Puck thought of blonde hair and mittens and butterfly kisses in the back of his truck, and yeah, maybe he hated her a little. Maybe he hated her because she had to go die on him. God, that bitch, had to go and get herself killed. So fucking stupid. She was so fucking stupid and he hated her, hated her for being such an idiot, hated her for dying, hated her for moving to Lima in the first place. Shit.

Finn didn't say anything more but he kind of stood there, awkwardly, eyes darting back and forth. Jiggle. Like he wants to lie about something but his mouth isn't even moving. He looked like he was too sad to open it.

But that wasn't even fair, not really, because Finn got to stay with Rachel for the rest of his life. That was love. Love wasn't brushing cheeks in the snow and go-fuck-yourself's. That was something else entirely. He hated her and she was too dead to hate him.

Too dead to do anything.

"Ms. Fabray doesn't want you at the funeral," Finn blurted instead, and Puck suddenly moved forward quickly and punched him square in the face.

"You didn't deserve her." And he slammed the door in his face.

Puck had a big thing for numbers.

He remembered numbers, because numbers were easy, they were simple. They went on forever and never had to end. He liked that. He liked the simplicity of knowing it would never change.

Quinn pressed eight butterfly kisses to his cheeks and there were two tears gathering on her lashes when they brushed his lips. She said "please" four times. Her car tumbled at least thrice, and it took exactly 17 minutes for the ambulance to get there, but by then she would already have bled half to death. Dead on arrival. Died at 4:18 am on a Monday.

He'll remember that for the rest of his life.

He hated everyone in this fucking school.

What would you say to Quinn if she were here today? is written on the board in at least three of his classes, and people he'd never even noticed before would raise their hand and deliver some heartfelt eulogy. They didn't know her. They didn't see the smile she wore when she needed him to stop playing video games and come fuck her instead.
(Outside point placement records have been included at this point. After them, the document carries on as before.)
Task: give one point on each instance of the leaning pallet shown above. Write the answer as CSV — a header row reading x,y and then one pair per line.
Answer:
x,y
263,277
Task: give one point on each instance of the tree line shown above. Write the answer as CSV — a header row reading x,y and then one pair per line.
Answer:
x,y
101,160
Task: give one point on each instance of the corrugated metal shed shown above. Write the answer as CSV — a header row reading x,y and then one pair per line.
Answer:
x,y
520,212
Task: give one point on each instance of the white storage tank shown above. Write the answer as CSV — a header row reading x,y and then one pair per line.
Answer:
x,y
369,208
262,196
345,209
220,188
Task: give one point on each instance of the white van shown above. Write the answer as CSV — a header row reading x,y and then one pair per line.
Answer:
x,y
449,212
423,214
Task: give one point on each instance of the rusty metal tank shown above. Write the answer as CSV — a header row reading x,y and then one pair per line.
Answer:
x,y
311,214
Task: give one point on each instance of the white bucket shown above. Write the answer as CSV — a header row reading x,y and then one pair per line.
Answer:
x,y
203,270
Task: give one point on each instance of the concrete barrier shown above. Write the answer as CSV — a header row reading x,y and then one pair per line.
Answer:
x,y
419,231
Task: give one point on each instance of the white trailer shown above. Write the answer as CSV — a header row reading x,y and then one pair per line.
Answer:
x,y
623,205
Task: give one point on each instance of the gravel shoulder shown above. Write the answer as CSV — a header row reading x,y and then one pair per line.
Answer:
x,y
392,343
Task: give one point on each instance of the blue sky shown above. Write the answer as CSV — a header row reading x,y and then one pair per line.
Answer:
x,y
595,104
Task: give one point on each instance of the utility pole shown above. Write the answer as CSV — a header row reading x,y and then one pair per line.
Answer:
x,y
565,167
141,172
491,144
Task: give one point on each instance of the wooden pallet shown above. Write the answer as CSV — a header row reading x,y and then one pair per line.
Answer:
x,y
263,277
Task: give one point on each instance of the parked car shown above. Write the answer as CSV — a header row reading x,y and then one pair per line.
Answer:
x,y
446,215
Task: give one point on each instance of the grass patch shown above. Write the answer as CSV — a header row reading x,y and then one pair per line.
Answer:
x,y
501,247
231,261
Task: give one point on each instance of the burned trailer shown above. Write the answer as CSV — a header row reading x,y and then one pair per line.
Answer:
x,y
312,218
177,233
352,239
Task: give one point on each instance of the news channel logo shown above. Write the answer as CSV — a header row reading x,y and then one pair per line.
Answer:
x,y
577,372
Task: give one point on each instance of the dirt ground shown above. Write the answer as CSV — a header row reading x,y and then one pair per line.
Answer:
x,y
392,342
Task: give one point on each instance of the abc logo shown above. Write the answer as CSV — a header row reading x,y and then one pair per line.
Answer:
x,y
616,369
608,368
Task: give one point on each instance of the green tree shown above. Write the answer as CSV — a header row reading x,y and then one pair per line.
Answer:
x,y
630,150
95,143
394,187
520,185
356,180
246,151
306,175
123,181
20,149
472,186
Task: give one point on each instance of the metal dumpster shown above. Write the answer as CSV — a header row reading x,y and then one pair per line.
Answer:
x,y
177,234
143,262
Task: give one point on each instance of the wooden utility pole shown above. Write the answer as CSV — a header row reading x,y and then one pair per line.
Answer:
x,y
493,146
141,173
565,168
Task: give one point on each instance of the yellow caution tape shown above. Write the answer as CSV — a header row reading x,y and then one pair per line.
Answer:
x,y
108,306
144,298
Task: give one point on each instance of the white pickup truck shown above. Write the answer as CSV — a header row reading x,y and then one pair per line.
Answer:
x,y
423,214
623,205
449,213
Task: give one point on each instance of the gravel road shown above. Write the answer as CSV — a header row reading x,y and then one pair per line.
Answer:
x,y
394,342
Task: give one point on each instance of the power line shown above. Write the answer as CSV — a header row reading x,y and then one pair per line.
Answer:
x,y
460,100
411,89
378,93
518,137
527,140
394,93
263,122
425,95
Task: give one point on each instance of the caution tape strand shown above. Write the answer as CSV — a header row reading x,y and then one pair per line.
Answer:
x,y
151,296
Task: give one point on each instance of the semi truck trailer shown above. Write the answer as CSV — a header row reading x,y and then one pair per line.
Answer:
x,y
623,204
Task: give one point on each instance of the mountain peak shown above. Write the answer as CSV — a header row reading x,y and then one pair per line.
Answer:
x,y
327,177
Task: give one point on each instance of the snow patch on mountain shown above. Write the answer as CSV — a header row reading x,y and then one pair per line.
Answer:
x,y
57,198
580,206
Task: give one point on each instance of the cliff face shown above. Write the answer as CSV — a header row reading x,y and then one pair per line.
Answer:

They didn't see the look in her eyes when she held their baby in her arms. They didn't see anything. Fuck, they didn't know anything about her. They knew what she was, not who she was, and he hated them for it.

"Noah? What would you say to her?"

Without skipping a beat. "I'd tell her to go fuck herself."

They send him home immediately, not even wondering how he was doing, not even caring to ask. It was piteous looks and, "We know this is hard for you, Noah," but no one once said to him, "How are you feeling?"

What would he have told them?

Shit, it felt like his fucking heart had been ripped out and his lungs had been punched in with brass knuckles. How the fuck are they expecting him to feel? He hated her. God, he hated her so much he might even have loved her. The funeral was over and he didn't even get to see her face in the open casket, or watch her being lowered into the ground. He didn't get to say anything about her. What would he have said?

She was everything. How are you supposed to describe the feeling when everything dies?

It hadn't snowed in days since her car tumbled three times and she died at 4:18 am, and he would almost welcome the biting cold.

"Tell me," she giggled into his chest, her legs wrapped around his waist.

"Tell you what?"

She lifted her head and pressed kisses to his neck, sending shivers up and down his spine. "You know what."

"I love you," he tried.

She shook her head. "Wrong answer."

He could never remember what she wanted him to say.